The president and CEO of the Cape Region health group said he applauded Speaker of the House Rep. Valerie Longhurst’s Substitute 1 for House Bill 350 to reduce healthcare costs because it is a challenge to provide accessible, quality healthcare while containing costs.

“I say that because I’m here today. I haven't been in pocket for two weeks because on March 8 I had a stroke,” he said. “Thank God I was near a hospital, my hospital. As a result, I was treated.”

He said his condition had a 90% chance of mortality, and he was flown to Jefferson Hospital in Philadelphia for further care.

“As you can see, I am fit. I’m not someone who is overweight, I don’t smoke, and yet I had a stroke,” said Tam, who appeared fully recovered and showed no signs of suffering a stroke.

Tam said his post-stroke care will continue, and it’s important for everyone to have access to effective healthcare, before he was unceremoniously cut off due to reaching the speaking time limit.

Penny Short, president of TidalHealth Nanticoke in Seaford, said the Sussex County hospital needs to be able to compete with neighboring states for healthcare talent, and competitive pay is part of the package.

“Let’s be real, most physicians aren’t coming out of school saying, ‘Oh, let me go to Seaford, Del., to work,” she said.

The costs of supplies and pharmaceuticals have gone up, she said, which has also put a strain on TidalHealth’s budget. She said she is willing to work with legislators on a solution.

Bayhealth President and CEO Terry Murphy said Bayhealth’s board is made up of volunteer nurses, physicians and 10 community members who understand healthcare issues that face the Kent and Sussex communities.

“From a technology, growth, strategy perspective, they are the ones who know best,” he said.

Murphy said legislators should consider the data they are using to make decisions, especially when comparing Delaware to Vermont’s healthcare benchmark spending system, of which the proposed bill is modeled.

The bill would create the Diamond State Hospital Cost Review Board, which, starting in 2026, would be responsible for review and approval of annual hospital budgets.  

According to the bill, hospital budgets would be required to adhere as closely to the spending benchmark as is reasonable given the hospital’s financial position and associated economic factors; promote efficient and economic operations of the hospital; and maintain the hospital’s ability to meet its financial obligations.

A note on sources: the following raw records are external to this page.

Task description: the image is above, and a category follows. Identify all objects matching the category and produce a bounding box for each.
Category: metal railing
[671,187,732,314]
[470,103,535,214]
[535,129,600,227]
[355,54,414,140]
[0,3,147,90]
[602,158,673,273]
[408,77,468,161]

As a temporary measure until the board begins operations, hospitals would be required to charge no more than 250% of Medicare costs to any payer for hospital services in calendar year 2025.

Longhurst said spending benchmarks are needed to rein in healthcare costs, which account for 42% of Delaware’s budget with no signs of slowing. 

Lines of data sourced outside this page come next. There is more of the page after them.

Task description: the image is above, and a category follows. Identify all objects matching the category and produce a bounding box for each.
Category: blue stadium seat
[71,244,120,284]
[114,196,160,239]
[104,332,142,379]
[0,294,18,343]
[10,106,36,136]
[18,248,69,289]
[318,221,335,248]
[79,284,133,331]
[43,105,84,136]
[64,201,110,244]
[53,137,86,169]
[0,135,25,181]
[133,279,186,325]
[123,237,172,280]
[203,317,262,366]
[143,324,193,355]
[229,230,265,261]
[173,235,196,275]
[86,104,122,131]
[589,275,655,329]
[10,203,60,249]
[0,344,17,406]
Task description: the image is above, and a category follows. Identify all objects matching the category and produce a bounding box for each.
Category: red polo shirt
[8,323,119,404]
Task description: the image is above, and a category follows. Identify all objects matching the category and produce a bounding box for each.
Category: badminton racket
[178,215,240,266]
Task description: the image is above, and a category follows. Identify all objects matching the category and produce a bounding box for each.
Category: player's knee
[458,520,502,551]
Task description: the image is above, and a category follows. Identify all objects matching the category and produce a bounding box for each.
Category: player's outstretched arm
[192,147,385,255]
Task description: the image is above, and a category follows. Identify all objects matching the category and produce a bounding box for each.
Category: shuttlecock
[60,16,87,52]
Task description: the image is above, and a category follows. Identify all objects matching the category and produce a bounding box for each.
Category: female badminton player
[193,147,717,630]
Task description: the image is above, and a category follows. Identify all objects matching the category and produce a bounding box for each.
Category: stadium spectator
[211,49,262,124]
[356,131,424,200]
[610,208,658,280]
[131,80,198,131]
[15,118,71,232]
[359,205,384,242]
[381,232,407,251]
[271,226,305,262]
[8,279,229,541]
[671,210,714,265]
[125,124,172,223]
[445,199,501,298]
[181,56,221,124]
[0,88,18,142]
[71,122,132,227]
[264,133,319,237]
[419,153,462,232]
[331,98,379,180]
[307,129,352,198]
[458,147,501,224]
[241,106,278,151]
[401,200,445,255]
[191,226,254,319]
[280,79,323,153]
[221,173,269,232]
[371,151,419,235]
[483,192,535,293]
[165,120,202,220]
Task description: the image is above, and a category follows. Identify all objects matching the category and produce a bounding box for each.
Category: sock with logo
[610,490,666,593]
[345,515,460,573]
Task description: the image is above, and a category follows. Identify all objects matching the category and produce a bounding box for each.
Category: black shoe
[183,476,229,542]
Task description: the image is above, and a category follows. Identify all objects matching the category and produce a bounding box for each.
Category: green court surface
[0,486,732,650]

“We have no mechanism to meet the targets,” she said.

At his recent State of the State address, Gov. John Carney warned of impending healthcare costs strangling state programs. Healthcare cost inflation in Delaware continues to skyrocket with $2 billion spent on healthcare, an increase of $200 million over last year, he said. Medicaid spending alone was $1 billion.

Longhurst said hospital healthcare spending today is determined by two people – a hospital official and an insurance representative. No one from the state is involved, she said, “but they expect the state to continue to pay.”

Former legislator David Bentz testified that hospitals are a top cost driver in healthcare spending.

“Costs continue to rise faster than gross domestic product costs,” he said.

Longhurst said the bill would bring about a new level of transparency through the board so the public could see where costs are increasing.

Two legislators on the House Administration Committee, which held the bill’s public hearing – House Majority Leader Rep. Melissa Minor Brown, D-New Castle, and House Majority Whip Rep. Kerri Evelyn Harris, D-Dover – said they had heard from dozens of nurses who said they had been told they would lose their jobs if they supported the bill.

“They are in fear of losing their jobs,” Minor Brown said to a packed audience dotted with white coats and nursing scrubs. “You will not lose your job related to the outcome of this bill. So if you’ve been told that by your employer, just know you will not lose your job, and shame on them if you were told that.” 

TidalHealth’s Short said that is not the case at her hospital.  

“I think you could talk to anyone in our organization and nobody is in fear of losing their job,” she said. “I probably need twice the amount of nurses to work.”

Murphy said in his 15 years at Bayhealth, they have only had a layoff once and that was because of a federal mandate.

“That’s the only time we’ve done a layoff, and like Penny, we’ll take any nurses we can grab in the market,” he said.

Rep. Mike Ramone, R-Newark, made a motion to table the bill, which was voted down, and the bill moved out of committee with Ramone not voting. Rep. Lyndon Yearick, R-Woodside, voted no. Minor Brown, Harris and Longhurst moved to release the bill, which now awaits action by the full House.